Like crocuses popping out of the sun-warmed earth, Wölffer Estate Vineyard‘s annual spring release of their flagship rosé, Summer in a Bottle, is the symbol around these parts that the fun season is nigh. This year, though, they’ve got a little extra to toast to.

It’s the 10th anniversary of the pink that launched a thousand pinks (easily!) and to honor it, this year’s bottle offers an entirely new design for this year only.

Designed with a smattering of irreverent pain-splatters added to the flora and butterfly design of the original bottle, the new wash of colors are meant to represent the nine different grape varietals that comprise this year’s vintage: 52% merlot, 17% chardonnay, 8% cabernet sauvignon, 6% cabernet franc, 6% pinot meunier, 5% Cayuga, 2% syrah, 2% gewürztraminer and 2% riesling.

The brand started almost by accident in 2013, inspired by a piece of artwork created to show off their Gold Label rosé, then quite unofficially nicknamed “Summer in a Bottle,” printed in a fundraiser program for the Group for the East End. But it was so lovely, winemaker Roman Roth and his partners, siblings Joey and Marc Wölffer, had a moment of lightning striking: Why not make a wine and actually call it Summer in a Bottle?

The paint colors on the limited edition bottle represent the nine different grape varietals in the 2023 blend. (Photo courtesy of Wölffer Estate Vineyard)

They started with 1,500 cases, wondering if any would sell. Not only did the delicious pink liquid inside the gorgeous bottle easily sell out, but from then on summer sippers were, and still are, clamoring for it. Now, tens of thousands of cases are put out annually to quench the thirst for it, and it’s launched a smattering of other like bottlings, including a brand new white-grape centric Summer in a Bottle, a Provençal-sourced version, as well as the non-alcoholic Spring in a Bottle.
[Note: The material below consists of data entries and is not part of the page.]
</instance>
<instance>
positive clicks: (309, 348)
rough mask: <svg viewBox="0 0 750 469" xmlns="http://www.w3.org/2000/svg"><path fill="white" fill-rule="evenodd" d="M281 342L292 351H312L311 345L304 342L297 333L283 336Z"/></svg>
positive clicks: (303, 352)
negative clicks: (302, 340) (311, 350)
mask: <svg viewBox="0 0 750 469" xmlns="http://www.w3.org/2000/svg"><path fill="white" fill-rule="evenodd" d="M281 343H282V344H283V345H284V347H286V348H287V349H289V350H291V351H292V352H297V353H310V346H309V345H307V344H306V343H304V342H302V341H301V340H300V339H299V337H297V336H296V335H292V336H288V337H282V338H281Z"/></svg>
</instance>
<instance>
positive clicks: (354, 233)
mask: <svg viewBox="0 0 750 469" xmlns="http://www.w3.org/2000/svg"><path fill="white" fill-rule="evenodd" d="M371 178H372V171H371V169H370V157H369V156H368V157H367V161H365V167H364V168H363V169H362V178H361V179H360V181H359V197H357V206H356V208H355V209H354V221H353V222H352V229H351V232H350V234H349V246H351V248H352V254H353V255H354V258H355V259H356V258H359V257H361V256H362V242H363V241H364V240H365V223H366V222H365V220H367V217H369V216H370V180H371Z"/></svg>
Arguably, it changed the way wine drinkers perceived Long Island rosé and launched a whole drink-local campaign in the region (why buy rosé from the South of France when we can drink perfectly gorgeous stuff made right here in our back yard?). Things to ponder over a bottle paired with a dish of locally caught seafood.

The 10th anniversary 2023 Summer in a Bottle sells for $27 and can be found at Wölffer’s Sagaponack tasting room, and in pretty much every single wine shop up and down the north and south forks.